Internal linking is one of the few SEO levers entirely within your control — you don't need anyone else's cooperation to fix it, unlike backlinks. Despite that, it's often the most neglected. A deliberate internal linking structure does three things: it helps search engines discover every page, it distributes ranking authority from your strongest pages to newer or weaker ones, and it tells crawlers which pages you consider most important.
Google's crawlers follow links to discover and re-crawl pages, and they also use the number and context of internal links pointing to a page as one signal of relative importance within a site. A page linked from your homepage and a dozen related articles signals more importance than a page only reachable by typing its exact URL. This is sometimes called "link equity" flow — authority isn't infinite, and how you route it internally affects which pages are positioned to rank.

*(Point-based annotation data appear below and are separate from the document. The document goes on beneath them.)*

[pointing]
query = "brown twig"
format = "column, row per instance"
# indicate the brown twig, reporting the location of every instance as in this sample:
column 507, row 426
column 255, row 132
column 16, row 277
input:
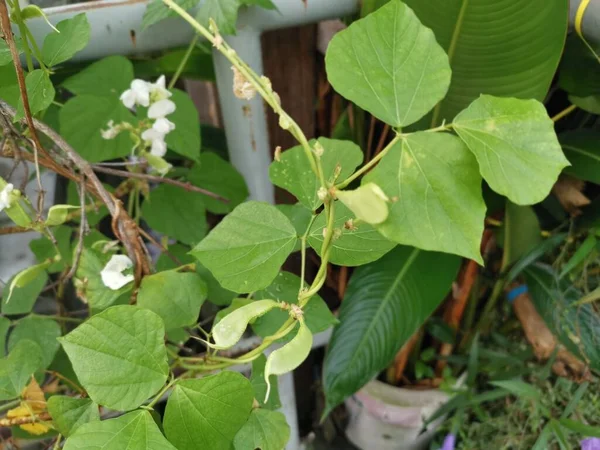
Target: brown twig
column 143, row 176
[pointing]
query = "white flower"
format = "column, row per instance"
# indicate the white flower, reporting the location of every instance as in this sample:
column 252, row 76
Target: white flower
column 163, row 125
column 161, row 109
column 5, row 197
column 112, row 274
column 138, row 94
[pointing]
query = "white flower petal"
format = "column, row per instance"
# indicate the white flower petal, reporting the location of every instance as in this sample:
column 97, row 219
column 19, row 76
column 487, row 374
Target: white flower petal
column 161, row 108
column 112, row 275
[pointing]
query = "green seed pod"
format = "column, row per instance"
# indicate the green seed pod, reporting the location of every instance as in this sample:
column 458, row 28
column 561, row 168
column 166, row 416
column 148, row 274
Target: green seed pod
column 368, row 203
column 290, row 356
column 230, row 329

The most effective structure is a clear hub-and-spoke model: a small number of pillar pages (broad, comprehensive topics) link out to many supporting pages (specific subtopics), and those supporting pages link back up to the pillar and across to each other where relevant. On this site, the Schema Generator tool page acts as a hub for everything related to structured data, linking out to the dedicated JSON-LD guide and back to related tools like the GEO Readiness Audit.
Generic anchor text like "click here" or "read more" wastes a link's topical signal. Descriptive anchor text — "see our guide to canonical tags" rather than "learn more" — tells both users and search engines what the destination page is about before they arrive. This doesn't mean stuffing exact-match keywords into every link; it means writing anchors the way you'd describe the destination to a colleague.
Breadcrumb navigation (Home > Category > Page) serves two purposes simultaneously: it gives users a clear sense of where they are in a site hierarchy, and it gives search engines an explicit, machine-readable structure when paired with BreadcrumbList schema. The Schema Generator can produce this markup directly — it's one of the lowest-effort, highest-clarity structured data additions a site can make.
A well-linked site doesn't need to be large to perform well — it needs every page to be reachable, contextually connected to related content, and clearly positioned within a logical hierarchy. That structure is free to build and compounds in value as you add more content on top of it.